Martin v. Löwis wrote:
Travis E. Oliphant schrieb:
How to handle unicode data-formats could definitely be improved.
As before, I'm doubtful what the actual needs are. For example, is it desired to support generation of ID3v2 tags with such a data format? The tag is specified here:
Perhaps I was not clear enough about what I'm try to do. For a long time a lot of people have wanted something like Numeric in Python itself. There have been many hurdles to that goal.
After discussions at SciPy 2006 with Guido, we decided that the best way to proceed at this point was to extend the buffer protocol to allow packages to share array-like information with each-other.
There are several things missing from the buffer protocol that NumPy needs in order to be able to really understand the (fixed-size) memory another package has allocated and is sharing.
The most important of these is
1) Shape information 2) Striding information 3) Data-format information (how is each element perceived).
Shape and striding information can be shared with a C-array of integers.
How is data-format information supposed to be shared?
We've come up with a very flexible way to do this in NumPy using a single Python object. This Python object supports describing the layout of any fixed-size chunk of memory (right now in units of bytes --- bit fields could be added, though).
I'm proposing to add this object to Python so that the buffer protcol has a fast and efficient way to share #3. That's really all I'm after.
It also bothers me that so many ways to describe binary data are being used out there. This is a problem that deserves being solved. And, no, ctypes hasn't solved it (we can't directly use the ctypes solution). Perhaps this PEP doesn't hit all the corners, but a data-format object *is* a useful thing to consider.

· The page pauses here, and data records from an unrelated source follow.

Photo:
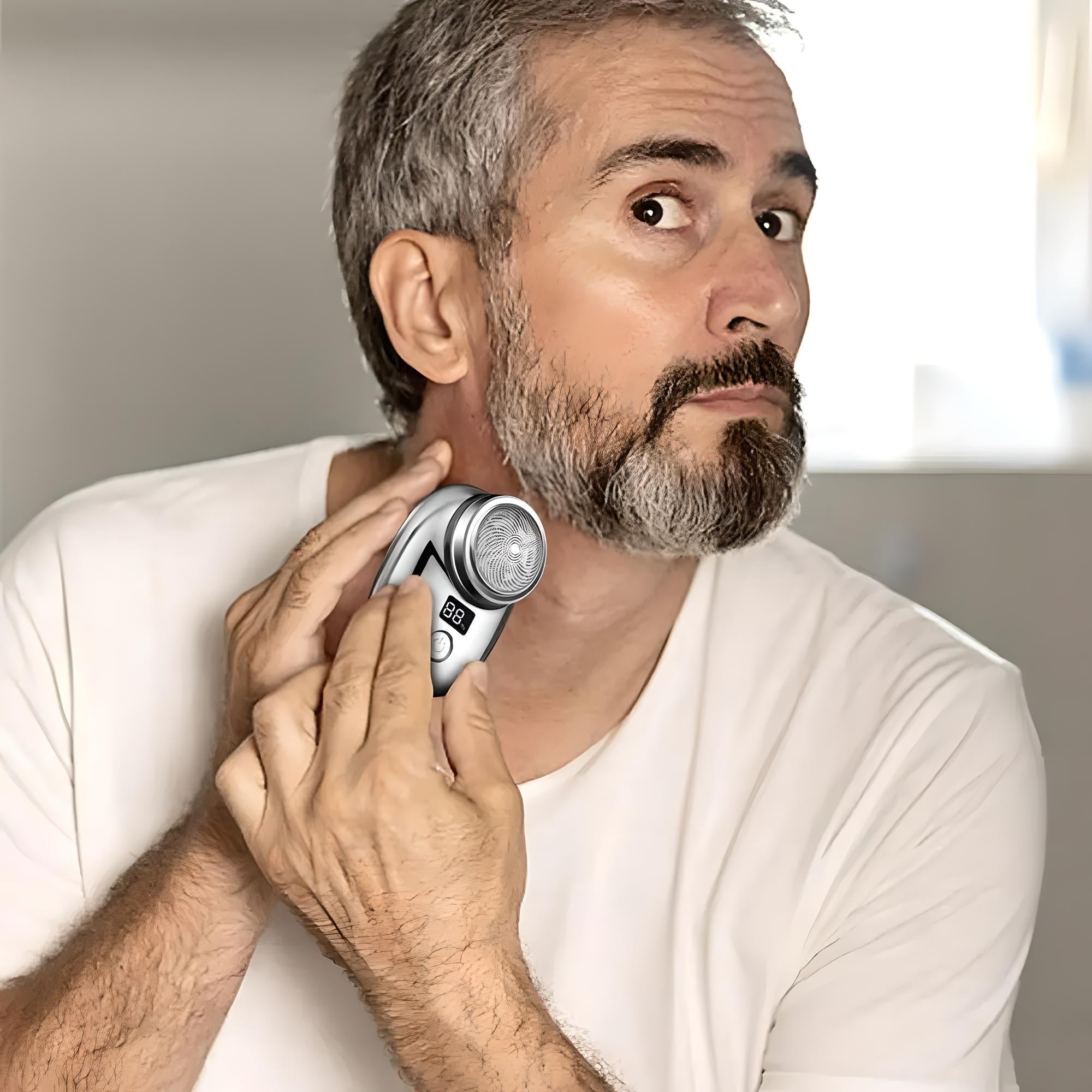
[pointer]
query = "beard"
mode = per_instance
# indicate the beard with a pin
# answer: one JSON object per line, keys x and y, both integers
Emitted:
{"x": 627, "y": 480}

The array object in Python already has a PyArray_Descr * structure that is a watered-down version of what I'm talking about. In fact, this is what Numeric built from (or vice-versa actually). And NumPy has greatly enhanced this object for any conceivable structure.
Guido seemed to think the data-type objects were nice when he saw them at SciPy 2006, and so I'm presenting a PEP.

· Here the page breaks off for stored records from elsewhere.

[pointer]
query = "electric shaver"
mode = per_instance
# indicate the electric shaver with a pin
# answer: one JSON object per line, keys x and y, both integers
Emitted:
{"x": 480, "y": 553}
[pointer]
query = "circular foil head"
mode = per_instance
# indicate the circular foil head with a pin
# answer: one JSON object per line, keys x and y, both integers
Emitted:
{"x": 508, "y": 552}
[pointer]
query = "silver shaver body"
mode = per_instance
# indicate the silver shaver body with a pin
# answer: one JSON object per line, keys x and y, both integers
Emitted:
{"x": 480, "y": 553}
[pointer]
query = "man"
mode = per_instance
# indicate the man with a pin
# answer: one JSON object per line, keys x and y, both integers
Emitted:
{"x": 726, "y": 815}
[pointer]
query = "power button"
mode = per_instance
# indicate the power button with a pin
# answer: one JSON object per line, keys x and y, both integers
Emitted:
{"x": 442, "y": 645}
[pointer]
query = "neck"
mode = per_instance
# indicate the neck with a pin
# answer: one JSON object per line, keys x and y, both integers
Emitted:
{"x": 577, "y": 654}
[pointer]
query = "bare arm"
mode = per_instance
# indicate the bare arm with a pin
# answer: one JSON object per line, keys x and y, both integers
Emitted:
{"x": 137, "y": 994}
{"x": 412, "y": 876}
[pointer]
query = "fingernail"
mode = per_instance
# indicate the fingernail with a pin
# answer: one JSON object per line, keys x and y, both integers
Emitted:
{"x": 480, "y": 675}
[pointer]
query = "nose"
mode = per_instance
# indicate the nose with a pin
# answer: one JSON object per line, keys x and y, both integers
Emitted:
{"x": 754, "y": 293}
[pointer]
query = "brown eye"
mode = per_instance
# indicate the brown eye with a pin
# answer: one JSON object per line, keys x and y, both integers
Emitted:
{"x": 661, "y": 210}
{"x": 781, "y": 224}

Without the data-format object, I'm don't know how to extend the buffer protocol to communicate data-format information. Do you have a better idea?
I have no trouble limiting the data-type object to the buffer protocol extension PEP, but I do think it could gain wider use.

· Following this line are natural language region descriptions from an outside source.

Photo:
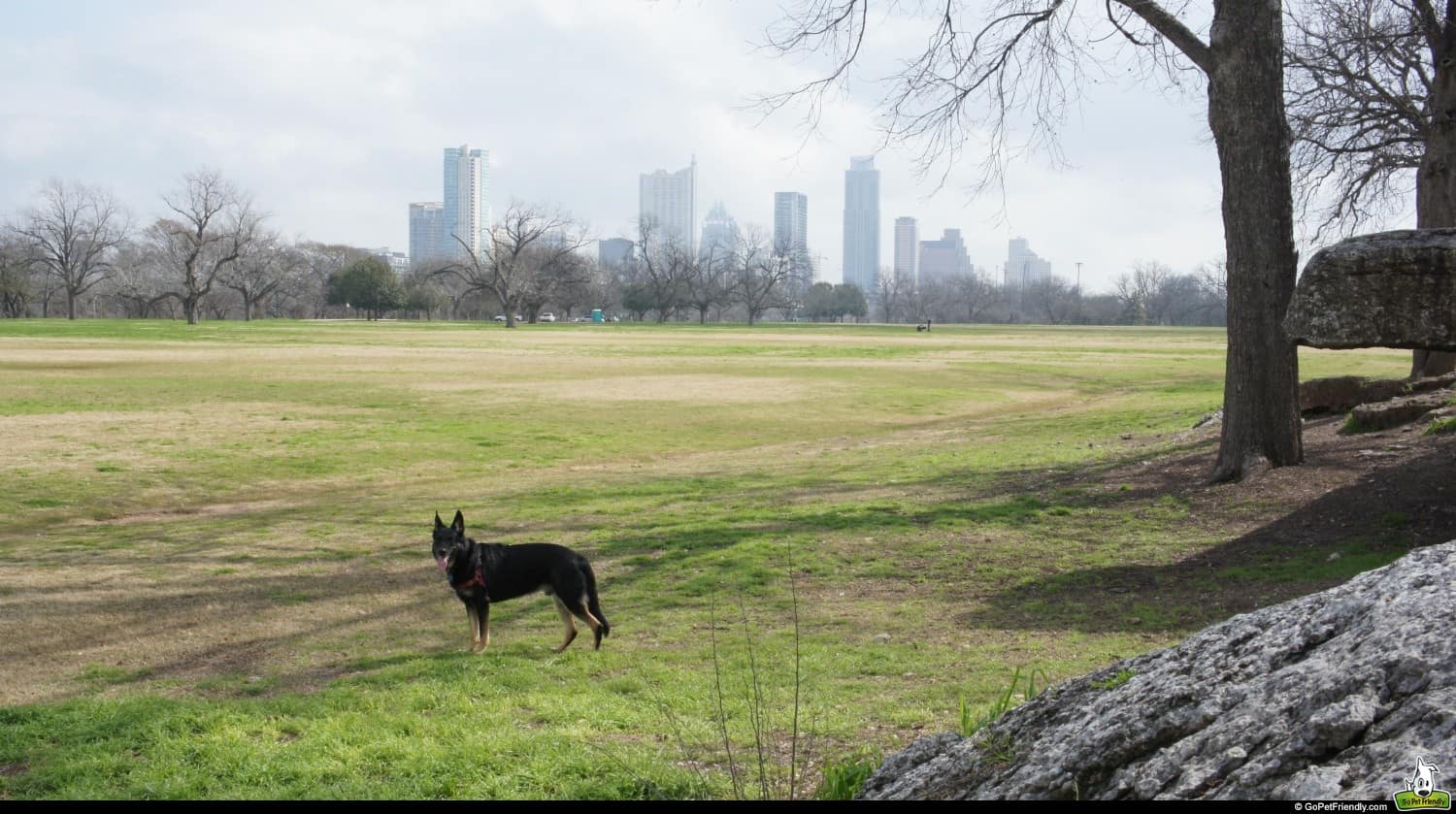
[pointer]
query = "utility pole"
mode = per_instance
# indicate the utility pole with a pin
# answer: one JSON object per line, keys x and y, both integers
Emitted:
{"x": 1079, "y": 291}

Is it the intent of this PEP to support such data structures, and allow the user to fill in a Unicode object, and then the processing is automatic? (i.e. in ID3v1, the string gets automatically Latin-1-encoded and zero-padded, in ID3v2, it gets automatically UTF-8 encoded, and null-terminated)
No, the point of the data-format object is to communicate information about data-formats not to encode or decode anything. Users of the data-format object could decide what they wanted to do with that information. We just need a standard way to communicate it through the buffer protocol.